Die betroffene Person verfügt bereits über die Informationen iSd Art 14 EU-DSGVO, wenn die betroffene Information so in ihrem Herrschaftsbereich vorhanden ist, dass diese ohne weiteres zur Kenntnis genommen werden kann.
Germany. Bundesgerichtshof. Es stritt ein Rechtsanwalt mit der Bundesrechtsanwaltskammer um die Informationspflicht gemäß Art 14 EU-DSGVO im Zusammenhang mit der Einrichtung des sogenannten besonderen elektronischen Anwaltspostfachs.
Der Kläger ist seit 2004 zugelassener Anwalt und hat Kanzleisitze in mehreren deutschen Städten. Die Bundesrechtsanwaltskammer hatte für jeden Kanzleisitz ein eigenes besonderen elektronischen Anwaltspostfachs eingerichtet. Der Rechtsanwalt wurde darüber nicht informiert. Dies führte dazu, dass ihm Dokumente zugestellt wurden, auf die er keinen Zugriff hatte. Mangels Zugriffsmöglichkeit hatte der Rechtsanwalt weder die Möglichkeit, diese zu sehen noch fristgerecht zu bearbeiten.
Datenschutzrechtlich warf der Rechtsanwalt seiner Kammer vor, dadurch gegen die EU-DSGVO verstoßen zu haben. Die Bundesrechtsanwaltskammer sei verpflichtet gewesen, ihn gemäß Art 14 Abs 1 lit c EU-DSGVO zu informieren. Zudem stehe ihm immaterieller Schadenersatz nach Art 82 Abs 1 EU-DSGVO zu. Die Bundesrechtsanwaltskammer entgegnete, dass die Eröffnung eines besonderen elektronischen Anwaltspostfachs vollautomatisiert erfolge und ihr eine vorherige Information nicht möglich sei. Die Grundlage für damit verbundene Datenverarbeitungen sei § 31a Abs 7 DE-BRAO, wonach für jeden weiteren Kanzleisitz ein eigenes Postfach einzurichten ist.
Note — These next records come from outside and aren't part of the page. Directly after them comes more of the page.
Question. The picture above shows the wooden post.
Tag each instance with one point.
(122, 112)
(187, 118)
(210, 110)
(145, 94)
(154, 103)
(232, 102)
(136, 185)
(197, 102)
Dazu nach Durchlaufen des Instanzenzuges der Bundesgerichtshof als Senat für Anwaltssachen in dieser Entscheidung:
- Die betroffene Person verfügt bereits über die Informationen iSd Art 14 EU-DSGVO, wenn die betroffene Information so in ihrem Herrschaftsbereich vorhanden ist, dass diese ohne weiteres zur Kenntnis genommen werden kann.
- Keine Pflicht aus Art 14 Abs 1 lit c EU-DSGVO, der betroffenen Person über die Mitteilung des Zwecks der beabsichtigten Datenverarbeitung hinaus auch die Durchführung der Datenverarbeitung (hier: erfolgte Einrichtung der beA) mitzuteilen.
- Der Inhalt der Bundesrechtsanwaltsordnung und damit auch § 31a Abs 7 erster Satz DE-BRAO sind der betroffenen Person in Anbetracht ihrer Eigenschaft als Rechtsanwalt so in ihrem Herrschaftsbereich vorhanden, dass sie hiervon iSd Art 14 Abs 5 EU-DSGVO ohne weiteres Kenntnis nehmen konnte.
- Kann kein Verstoß der Verantwortlichen gegen Vorschriften der EU-DSGVO festgestellt werden, besteht kein Anspruch auf Schadenersatz gemäß Art 82 Abs 1 EU-DSGVO.